Thanks again for the comments Roland. I understand your point with vparams_values, I agree it may not be a robust approach in general. The only reason behind it being an iterable is that torch's optimizers require the parameters to be passed as an iterable. Right now this approach relies on the user passing the variational parameters to the optimizer in the "correct" order, which will be the case if they just use the parameters() method in the QuantumCircuit class.

Maybe we could have different a behaviour in the get_quantum_information() functions depending on whether the vparams_values is an iterable or a dict? This way, those functions can be used in general (in a robust way) to compute the QFI of a circuit (outside of the QNG optimizer) by passing the a dict of parameters. And if an iterable is passed then we assume the ordering given by the parameters() method in QuantumCircuit, which is the required behaviour in the QNG optimizer. I would add a test to check that the indexing orderings match and make sure it's visible in the documentation. If this proposal does not work, I'd need to rethink if there is a workaround to pass a 'dict' to torch's optimizers, but at the moment I'm not sure how can this be done.

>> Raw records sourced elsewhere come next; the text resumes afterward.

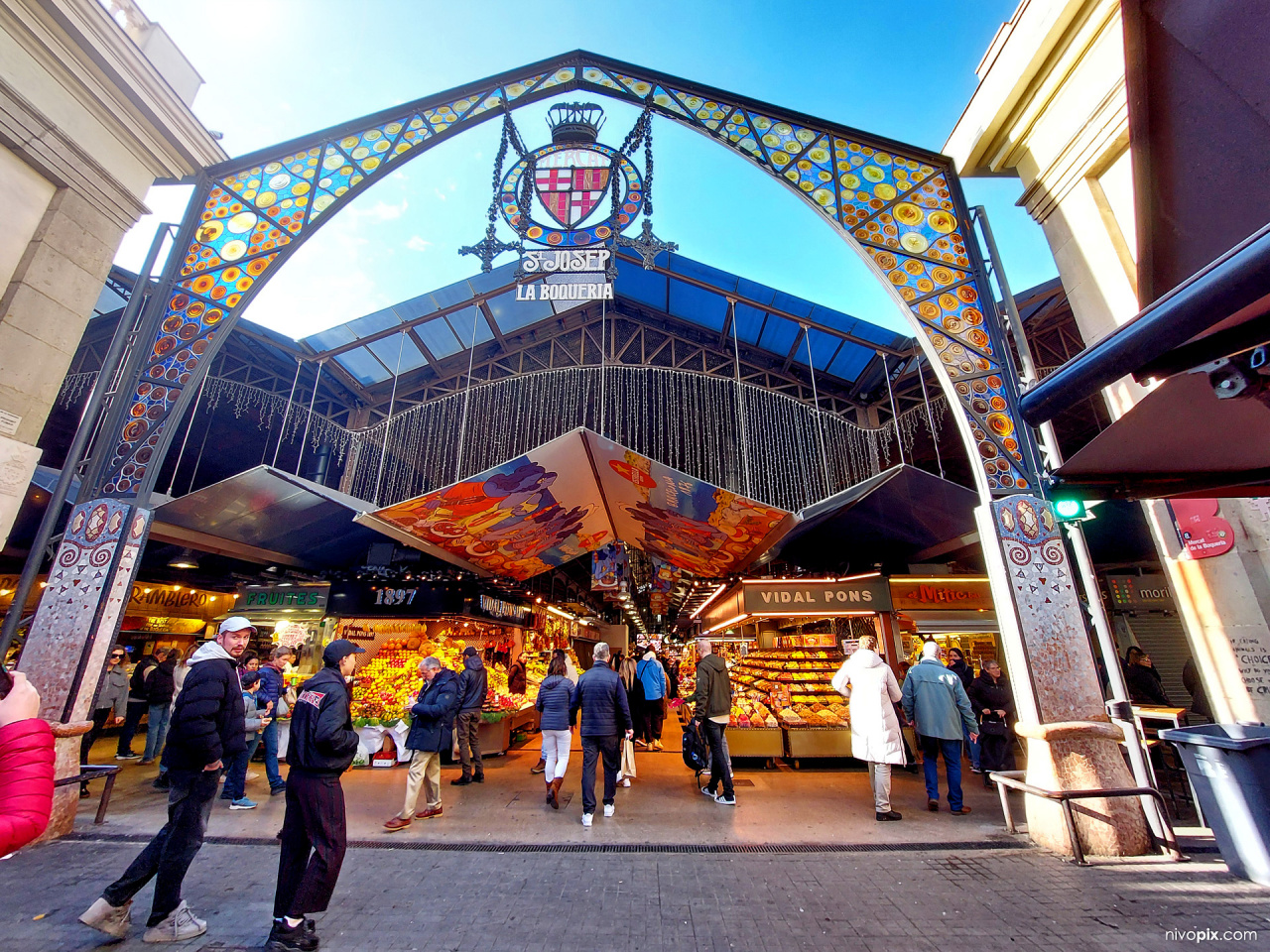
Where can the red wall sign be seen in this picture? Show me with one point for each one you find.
(1202, 531)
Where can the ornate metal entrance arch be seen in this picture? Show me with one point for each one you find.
(898, 206)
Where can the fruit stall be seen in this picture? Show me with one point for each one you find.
(388, 679)
(786, 690)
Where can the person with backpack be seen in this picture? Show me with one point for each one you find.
(554, 702)
(656, 684)
(472, 688)
(711, 705)
(935, 698)
(316, 825)
(160, 688)
(606, 717)
(255, 721)
(432, 721)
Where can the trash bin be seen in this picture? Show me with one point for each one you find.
(1228, 766)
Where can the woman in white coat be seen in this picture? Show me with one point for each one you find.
(875, 738)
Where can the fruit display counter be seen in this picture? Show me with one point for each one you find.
(389, 682)
(788, 690)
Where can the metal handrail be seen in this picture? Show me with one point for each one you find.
(1014, 780)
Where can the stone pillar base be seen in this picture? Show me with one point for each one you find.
(66, 751)
(1082, 756)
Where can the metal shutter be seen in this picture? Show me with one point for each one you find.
(1162, 638)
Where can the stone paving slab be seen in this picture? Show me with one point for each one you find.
(663, 805)
(898, 901)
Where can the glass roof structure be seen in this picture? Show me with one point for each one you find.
(476, 309)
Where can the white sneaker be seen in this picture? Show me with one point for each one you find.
(113, 920)
(180, 925)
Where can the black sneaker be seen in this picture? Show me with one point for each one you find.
(291, 938)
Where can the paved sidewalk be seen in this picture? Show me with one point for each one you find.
(985, 900)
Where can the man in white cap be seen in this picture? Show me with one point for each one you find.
(207, 729)
(316, 830)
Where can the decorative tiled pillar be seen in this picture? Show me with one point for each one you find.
(1071, 742)
(75, 625)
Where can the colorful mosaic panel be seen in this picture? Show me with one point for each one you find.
(899, 208)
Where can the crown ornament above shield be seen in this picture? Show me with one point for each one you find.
(572, 194)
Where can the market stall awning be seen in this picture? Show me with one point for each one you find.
(888, 520)
(268, 516)
(1180, 439)
(572, 495)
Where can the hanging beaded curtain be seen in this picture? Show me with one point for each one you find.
(686, 420)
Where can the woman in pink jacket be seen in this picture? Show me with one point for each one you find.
(26, 766)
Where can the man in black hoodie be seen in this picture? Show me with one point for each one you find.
(472, 685)
(316, 833)
(207, 730)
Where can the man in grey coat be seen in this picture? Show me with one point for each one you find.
(935, 699)
(112, 703)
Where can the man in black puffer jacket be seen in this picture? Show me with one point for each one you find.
(472, 687)
(314, 832)
(207, 729)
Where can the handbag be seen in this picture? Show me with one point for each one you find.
(993, 728)
(627, 769)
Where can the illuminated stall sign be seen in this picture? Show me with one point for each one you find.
(816, 597)
(310, 599)
(917, 594)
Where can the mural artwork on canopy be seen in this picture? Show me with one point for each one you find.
(899, 204)
(685, 522)
(518, 520)
(553, 504)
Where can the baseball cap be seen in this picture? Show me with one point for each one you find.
(340, 649)
(236, 624)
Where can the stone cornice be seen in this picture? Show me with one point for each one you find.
(102, 68)
(1106, 126)
(62, 160)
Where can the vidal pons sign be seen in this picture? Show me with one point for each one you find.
(570, 203)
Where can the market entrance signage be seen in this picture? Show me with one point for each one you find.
(817, 597)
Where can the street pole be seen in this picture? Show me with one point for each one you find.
(87, 424)
(1080, 549)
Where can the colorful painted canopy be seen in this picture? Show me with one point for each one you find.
(575, 494)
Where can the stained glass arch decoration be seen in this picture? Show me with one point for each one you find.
(901, 207)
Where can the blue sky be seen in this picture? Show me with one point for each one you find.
(280, 68)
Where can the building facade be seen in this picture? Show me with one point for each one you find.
(1057, 90)
(94, 107)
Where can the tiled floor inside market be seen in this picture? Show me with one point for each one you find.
(930, 883)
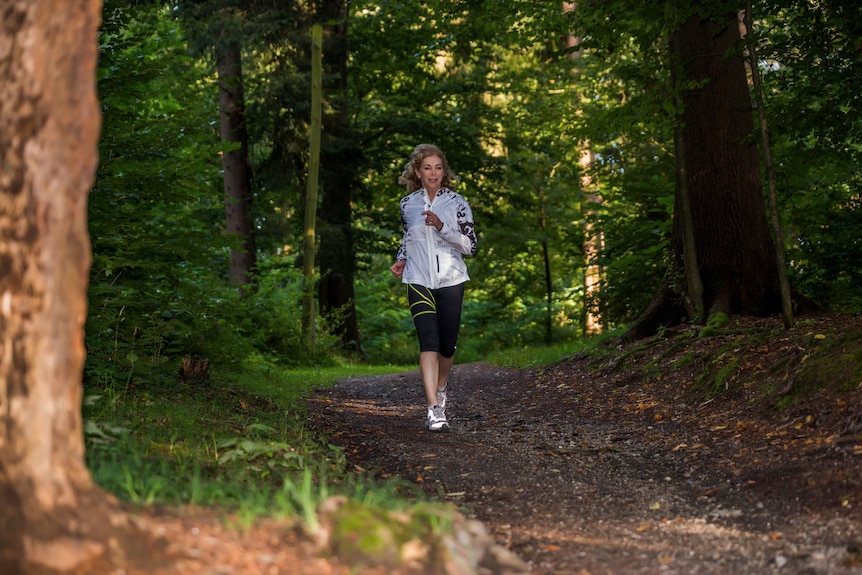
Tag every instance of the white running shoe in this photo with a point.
(437, 419)
(441, 398)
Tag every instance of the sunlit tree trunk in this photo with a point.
(593, 237)
(339, 156)
(235, 162)
(734, 247)
(52, 517)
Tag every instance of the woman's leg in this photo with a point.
(429, 365)
(423, 307)
(449, 303)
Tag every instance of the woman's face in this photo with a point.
(430, 173)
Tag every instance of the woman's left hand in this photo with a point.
(431, 219)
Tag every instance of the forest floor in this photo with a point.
(663, 456)
(738, 453)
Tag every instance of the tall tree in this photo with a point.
(220, 27)
(53, 517)
(340, 160)
(733, 243)
(235, 161)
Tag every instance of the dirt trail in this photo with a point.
(586, 473)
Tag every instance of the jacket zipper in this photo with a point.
(430, 243)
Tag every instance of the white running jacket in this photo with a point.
(434, 259)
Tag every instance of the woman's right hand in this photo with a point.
(397, 268)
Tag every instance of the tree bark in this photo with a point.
(235, 162)
(734, 247)
(53, 517)
(339, 157)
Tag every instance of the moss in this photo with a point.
(715, 324)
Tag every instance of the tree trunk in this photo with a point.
(734, 247)
(235, 162)
(769, 165)
(339, 157)
(53, 518)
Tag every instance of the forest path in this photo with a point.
(579, 472)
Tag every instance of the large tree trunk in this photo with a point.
(732, 239)
(339, 157)
(236, 164)
(52, 517)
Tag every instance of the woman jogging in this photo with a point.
(438, 230)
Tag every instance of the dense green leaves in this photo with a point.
(515, 92)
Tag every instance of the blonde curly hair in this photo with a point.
(408, 176)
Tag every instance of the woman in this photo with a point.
(438, 230)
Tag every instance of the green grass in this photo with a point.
(238, 441)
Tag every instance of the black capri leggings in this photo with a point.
(437, 316)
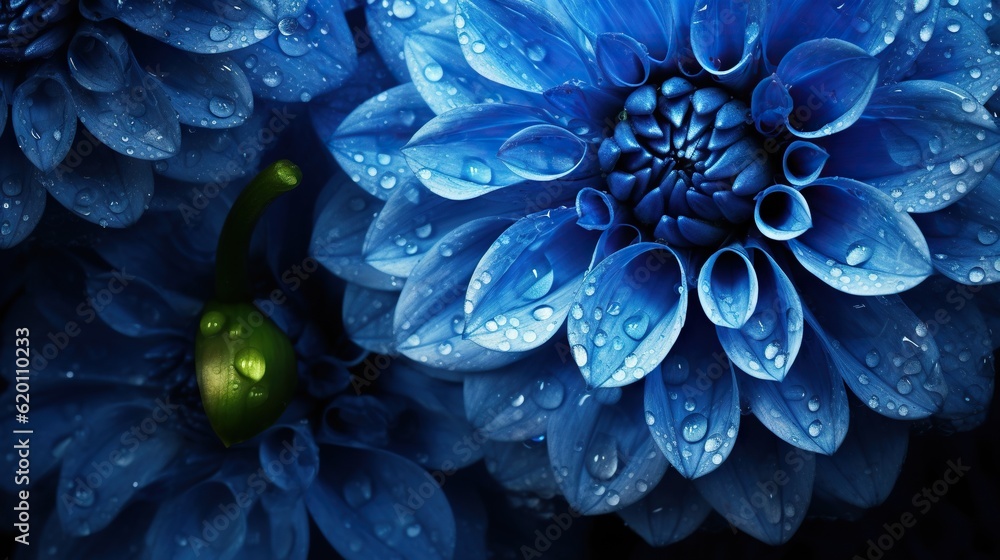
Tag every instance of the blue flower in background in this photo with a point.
(123, 458)
(106, 95)
(625, 227)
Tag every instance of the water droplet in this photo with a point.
(815, 427)
(694, 427)
(636, 326)
(212, 322)
(477, 171)
(250, 363)
(602, 457)
(433, 72)
(857, 254)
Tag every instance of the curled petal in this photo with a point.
(368, 318)
(937, 144)
(514, 404)
(342, 221)
(602, 455)
(724, 37)
(543, 152)
(692, 403)
(803, 162)
(830, 81)
(859, 243)
(455, 154)
(727, 287)
(864, 470)
(808, 408)
(429, 324)
(517, 44)
(521, 290)
(671, 511)
(627, 314)
(883, 352)
(766, 345)
(782, 213)
(44, 117)
(733, 489)
(622, 60)
(367, 143)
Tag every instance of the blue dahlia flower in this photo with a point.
(677, 251)
(106, 95)
(123, 458)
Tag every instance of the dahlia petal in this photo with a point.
(193, 26)
(963, 237)
(724, 37)
(208, 91)
(455, 154)
(859, 243)
(694, 421)
(519, 45)
(808, 408)
(623, 61)
(283, 526)
(44, 118)
(543, 152)
(882, 351)
(648, 21)
(514, 404)
(864, 470)
(771, 516)
(727, 287)
(627, 314)
(767, 344)
(441, 74)
(137, 120)
(99, 58)
(429, 324)
(869, 25)
(596, 209)
(22, 198)
(937, 144)
(391, 24)
(966, 351)
(87, 507)
(669, 513)
(354, 507)
(521, 466)
(339, 232)
(144, 309)
(959, 53)
(522, 287)
(106, 188)
(782, 213)
(414, 219)
(803, 162)
(219, 156)
(602, 455)
(311, 59)
(368, 318)
(367, 143)
(908, 42)
(299, 472)
(833, 80)
(183, 516)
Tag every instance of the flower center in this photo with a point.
(687, 161)
(33, 28)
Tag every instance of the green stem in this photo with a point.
(231, 282)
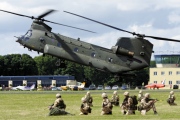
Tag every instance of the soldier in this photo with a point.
(127, 105)
(140, 95)
(171, 98)
(106, 105)
(85, 108)
(89, 99)
(58, 108)
(147, 104)
(115, 98)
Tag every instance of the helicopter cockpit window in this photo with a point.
(93, 54)
(28, 34)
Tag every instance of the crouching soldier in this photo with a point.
(58, 108)
(147, 104)
(115, 98)
(106, 105)
(89, 99)
(127, 105)
(171, 98)
(85, 108)
(140, 96)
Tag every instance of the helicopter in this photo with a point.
(128, 54)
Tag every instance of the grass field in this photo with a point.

dominikandreasseitz commented 4 months ago

@inafergra https://github.com/pasqal-io/qadence/blob/main/qadence/engines/torch/differentiable_expectation.py#L33 here we do the param_dict split i was talking about

Roland-djee commented 3 months ago

Thanks @inafergra. Is this reviewable ? Another quick question: would it make sense to move SPSA to PyQ as another differentiation method ?

dominikandreasseitz commented 3 months ago

Thanks @inafergra. Is this reviewable ? Another quick question: would it make sense to move SPSA to PyQ as another differentiation method ?

@Roland-djee we can add spsa in pyq but the implementation in this MR is highly geared towards ignacios usecase, it for example works only for overlap models which do not exist atm in pyq

inafergra commented 3 months ago

@Roland-djee I still need to add some tests related to the indexing order of the vparams. I'll mark this PR as a draft until it's done. Regarding the SPSA approximation, I agree with Dominik, it can make sense to place it in PyQ in the future but that will require generalizing the module quite a bit.

inafergra commented 3 months ago

The PR is ready for review now. I have tried to implement the changes as discussed in the comments and in our meetings, mainly:

inafergra commented 3 months ago

Thank you for the comments @Roland-djee, all addressed. Ready to merge

inafergra commented 3 months ago

Thanks @Roland-djee, will merge now!